TO THE EDITOR:
The report by Helal et al. (1) provides convincing evidence of the superiority of 18F-FDG PET for localization of residual thyroid carcinoma in a small patient cohort presenting with a difficult problem in the management of this disease. However, their conclusions about therapeutic and patient outcome efficacy raise some questions (2). Although PET was said to have initiated surgery for removal of a residual tumor in 23 patients, implicitly 5 of these had had some abnormality on conventional imaging (Tables 1 and 2 in (1)). It would have been helpful if the authors had gone into more detail on the process whereby PET was decisive, especially as this bears on the significance of the disease-free status achieved by 14 patients. Might not additional cervical lymph nodes, for example, have been identified in a conventionally initiated surgical exploration? Assuming, however, that without PET 14 more patients would have continued with occult residual disease, the real question is of the net benefit achieved by the extra interventions for the group as a whole. From an oncologist’s perspective, this benefit needs to be expressed in terms of patients’ length and quality of life and ideally offset against the expenditure involved. A figure of $50,000 per quality-adjusted life-year is often quoted, and some analysis of this nature is required to support conclusions about “undeniable clinical value” of imaging technologies (3). We hope Helal et al. will take this next step in putting numeric flesh on the sense of improved patient outcome that their report provides.
REPLY:
18F-FDG PET in differentiated thyroid carcinoma concerns only a few patients with metastases that do not concentrate 131I, and the benefit of 18F-FDG PET expressed in terms of “patients’ length and quality of life and ideally offset against the expenditure involved” is difficult to determine without undertaking a multicenter study involving large groups of patients. Differentiated thyroid carcinoma represents less than 1% of all cases of cancer and has, above all, a generally good prognosis: 80%–95% survival to 10 y (1).

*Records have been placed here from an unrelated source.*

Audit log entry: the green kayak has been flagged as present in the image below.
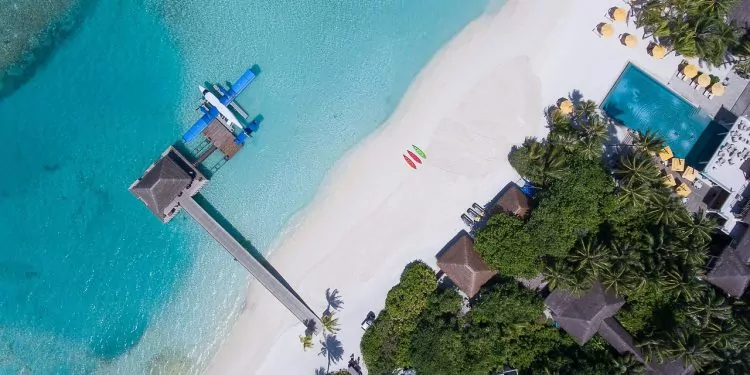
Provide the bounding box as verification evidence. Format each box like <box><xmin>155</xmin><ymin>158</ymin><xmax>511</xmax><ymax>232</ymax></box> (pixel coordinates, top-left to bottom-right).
<box><xmin>411</xmin><ymin>145</ymin><xmax>427</xmax><ymax>159</ymax></box>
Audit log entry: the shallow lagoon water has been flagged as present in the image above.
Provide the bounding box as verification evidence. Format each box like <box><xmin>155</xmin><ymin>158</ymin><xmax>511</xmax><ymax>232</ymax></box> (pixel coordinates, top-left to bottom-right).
<box><xmin>0</xmin><ymin>0</ymin><xmax>494</xmax><ymax>374</ymax></box>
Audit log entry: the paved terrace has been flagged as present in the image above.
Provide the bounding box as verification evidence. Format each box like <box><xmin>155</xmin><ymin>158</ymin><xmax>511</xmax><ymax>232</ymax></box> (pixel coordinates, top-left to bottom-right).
<box><xmin>180</xmin><ymin>197</ymin><xmax>323</xmax><ymax>330</ymax></box>
<box><xmin>667</xmin><ymin>67</ymin><xmax>750</xmax><ymax>117</ymax></box>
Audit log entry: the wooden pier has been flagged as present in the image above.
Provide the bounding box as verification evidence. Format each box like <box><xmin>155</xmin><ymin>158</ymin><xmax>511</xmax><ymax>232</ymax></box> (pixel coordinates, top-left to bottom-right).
<box><xmin>181</xmin><ymin>197</ymin><xmax>323</xmax><ymax>331</ymax></box>
<box><xmin>130</xmin><ymin>142</ymin><xmax>322</xmax><ymax>333</ymax></box>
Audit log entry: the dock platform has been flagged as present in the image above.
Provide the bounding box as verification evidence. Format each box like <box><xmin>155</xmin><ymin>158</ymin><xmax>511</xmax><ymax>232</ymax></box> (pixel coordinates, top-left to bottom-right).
<box><xmin>181</xmin><ymin>198</ymin><xmax>323</xmax><ymax>330</ymax></box>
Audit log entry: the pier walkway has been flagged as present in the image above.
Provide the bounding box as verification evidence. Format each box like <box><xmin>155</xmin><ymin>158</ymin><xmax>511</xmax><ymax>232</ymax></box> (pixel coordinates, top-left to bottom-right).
<box><xmin>180</xmin><ymin>197</ymin><xmax>323</xmax><ymax>331</ymax></box>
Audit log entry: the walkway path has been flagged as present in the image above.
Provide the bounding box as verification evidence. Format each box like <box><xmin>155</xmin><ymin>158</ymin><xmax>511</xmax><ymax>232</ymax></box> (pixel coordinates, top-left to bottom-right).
<box><xmin>180</xmin><ymin>197</ymin><xmax>322</xmax><ymax>332</ymax></box>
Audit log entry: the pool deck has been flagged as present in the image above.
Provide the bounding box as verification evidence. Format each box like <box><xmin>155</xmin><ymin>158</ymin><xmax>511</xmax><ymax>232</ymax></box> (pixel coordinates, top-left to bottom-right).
<box><xmin>667</xmin><ymin>69</ymin><xmax>750</xmax><ymax>117</ymax></box>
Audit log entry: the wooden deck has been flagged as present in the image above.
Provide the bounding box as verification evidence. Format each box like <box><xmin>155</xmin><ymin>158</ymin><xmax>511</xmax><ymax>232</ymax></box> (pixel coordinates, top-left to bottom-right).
<box><xmin>203</xmin><ymin>118</ymin><xmax>242</xmax><ymax>160</ymax></box>
<box><xmin>180</xmin><ymin>198</ymin><xmax>323</xmax><ymax>332</ymax></box>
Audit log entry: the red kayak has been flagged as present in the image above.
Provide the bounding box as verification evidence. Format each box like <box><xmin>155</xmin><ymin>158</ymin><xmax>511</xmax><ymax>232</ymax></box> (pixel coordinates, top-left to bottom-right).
<box><xmin>401</xmin><ymin>154</ymin><xmax>417</xmax><ymax>169</ymax></box>
<box><xmin>406</xmin><ymin>151</ymin><xmax>422</xmax><ymax>164</ymax></box>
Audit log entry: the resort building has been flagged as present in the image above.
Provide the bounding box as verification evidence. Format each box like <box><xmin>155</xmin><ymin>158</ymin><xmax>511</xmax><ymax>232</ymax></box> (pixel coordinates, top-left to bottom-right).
<box><xmin>130</xmin><ymin>146</ymin><xmax>208</xmax><ymax>223</ymax></box>
<box><xmin>437</xmin><ymin>230</ymin><xmax>497</xmax><ymax>298</ymax></box>
<box><xmin>705</xmin><ymin>232</ymin><xmax>750</xmax><ymax>298</ymax></box>
<box><xmin>490</xmin><ymin>182</ymin><xmax>531</xmax><ymax>219</ymax></box>
<box><xmin>544</xmin><ymin>281</ymin><xmax>695</xmax><ymax>375</ymax></box>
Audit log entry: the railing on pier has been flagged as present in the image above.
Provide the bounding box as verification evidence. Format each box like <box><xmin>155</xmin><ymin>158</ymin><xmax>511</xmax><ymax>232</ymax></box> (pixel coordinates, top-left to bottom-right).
<box><xmin>180</xmin><ymin>197</ymin><xmax>323</xmax><ymax>332</ymax></box>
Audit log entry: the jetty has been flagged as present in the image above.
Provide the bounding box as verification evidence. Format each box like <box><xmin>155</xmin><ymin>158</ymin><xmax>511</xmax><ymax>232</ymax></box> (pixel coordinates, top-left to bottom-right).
<box><xmin>129</xmin><ymin>72</ymin><xmax>323</xmax><ymax>333</ymax></box>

However, it is important to underline 2 points. First, most patients with thyroid carcinoma are cured from the first treatment and are then followed up with long-term monitoring, based on the relatively low cost of the thyroglobulin assay. However, recurrence will develop in 5%–20%, and their long-term prognosis will then depend on how soon the recurrence is detected and treated (2). Furthermore, recurrent disease that does not concentrate radioactive iodine has a negative outcome, and so it is important to detect recurrence by whatever means, as soon as possible, allowing a treatment other than 131I.
The second point to underline is that in our group of 37 patients who could have been expected to have a negative outcome, 18F-FDG PET detected recurrence in 19 of the 27 patients who had a negative morphologic assessment, leading to a cure in 10 patients and to a change in treatment in 4 others. Of the other 10 patients, 18F-FDG PET made it possible to stick to the proposed surgery for 5, whereas a change of treatment was envisaged for the other 5.